# Matrix notation and conventions
M C M Wright, ISVR, University of Southampton

In [1]:
%pylab inline

Populating the interactive namespace from numpy and matplotlib


## Series overview

## Notebook overview
This notebook describes the mathematical notations and conventions for matrix algebra and its representation in Python/NumPy. There are actually two ways to represent matrices in NumPy, and each has its own syntax. We'll describe both but only use one in subsequent notebooks.

## Simultaneous equations
Consider a set of three linear equations in three unknowns:

$$
\begin{align}
3x+5y+2z &= 25.9, \\
4x+2y+2z &= 19.4, \\
3x+y &=10.5. 
\end{align}
$$

Here $x$, $y$ and $z$ might represent the unit costs of three different drinks and the RHSs are the costs of three rounds of drinks. We can write this system of equations like this:

$$
\begin{pmatrix} 3 & 5 & 2 \\
4 & 2 & 2 \\
3 & 1 & 0 \end{pmatrix}
\begin{pmatrix} x\\ y \\ z\end{pmatrix} = \begin{pmatrix} 25.9\\ 19.4 \\ 10.5\end{pmatrix}.
$$

The first array of numbers in parentheses is a *matrix*, specifically a $3\times 3$ matrix, which contains $9$ *elements*. The second array in parentheses is a *vector*, as is the RHS. Writing the matrix followed by the vector implies that they are multiplied. Each *row* (horizontal line) of the matrix contains the numbers of each drink that went into the corresponding round. Each element on the RHS of our equation is formed by taking the **scalar product** between a row of the matrix and the vector of unknowns. 
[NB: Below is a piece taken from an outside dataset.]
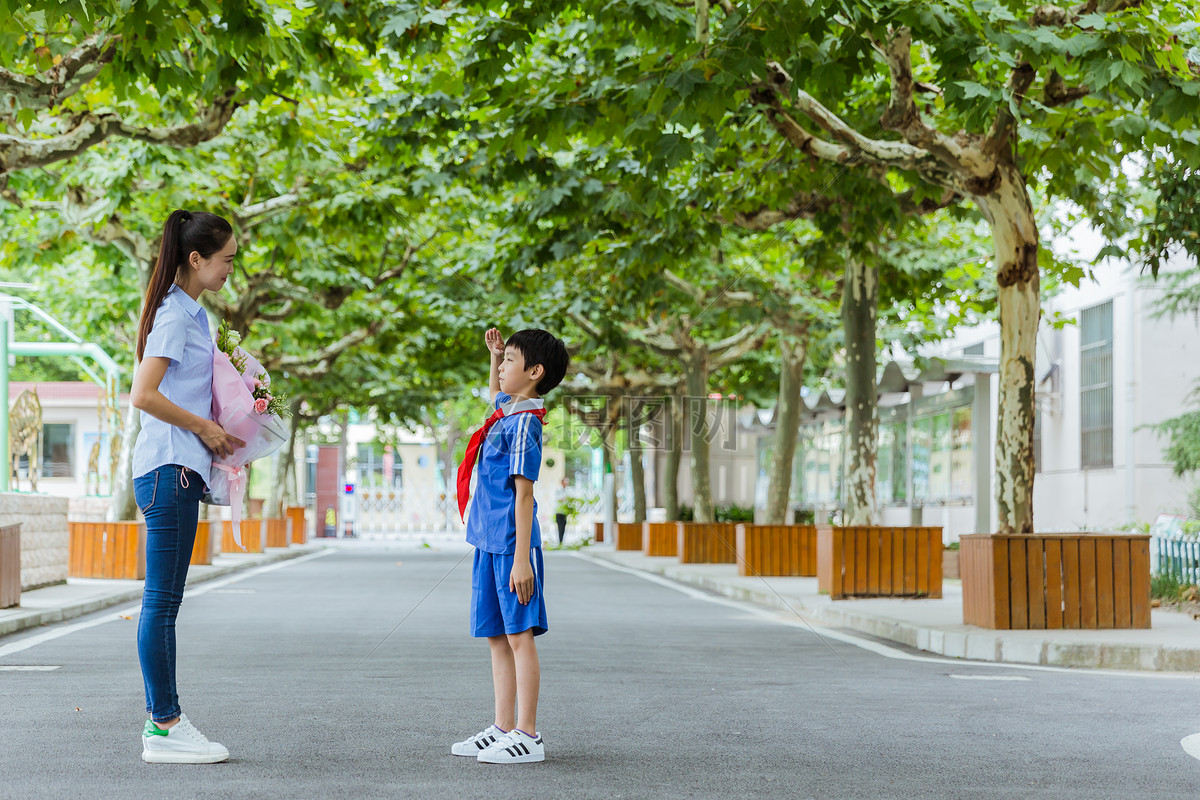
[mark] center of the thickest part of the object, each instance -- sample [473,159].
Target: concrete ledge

Matrices with the same number of rows are columns are *square matrices*. Matrices don't have to be square;  when used to reresent systems of simultaneous equations like this square matrices correspond to systems with as many equations as unknowns. When writing the dimensions of a matrix the height (number of rows) comes first, so a $4\times 3$ matrix is taller than it is wide.

In the same way that we use letters to name variables with single values, e.g., $x = 3$, we'll also use letters to represent matrices and vectors and it's common practice to set them bold and upright, so we can write our equation in this way:

$$
\mathbf{Ax} = \mathbf{b}.
$$

We'll use lower-case letters for vectors and capitals for matrices. Neither of these conventions are universally followed. When writing by hand it's usual to underline the letters that represent vectors and some people find it helpful to double underline the  letters that represent matrices (in the days of handwritten manuscripts underlining a word or phrase was an instruction to the compositor to emphasise it, by setting it either bold or italic).

## NumPy representation 1

**[If you're familiar with MATLAB watch out for the differences]**

We can represent matrices and vectors with numpy arrays so we can form $\mathbf{A}$ and $\mathbf{b}$ like this:

In [2]:
A = array([[3, 5, 2], [4, 2, 2], [3, 1, 0]])
b = array([25.9, 19.4, 10.5])

We use a nested list (list of lists) to construct the matrix, with the inner lists corresponding to the rows.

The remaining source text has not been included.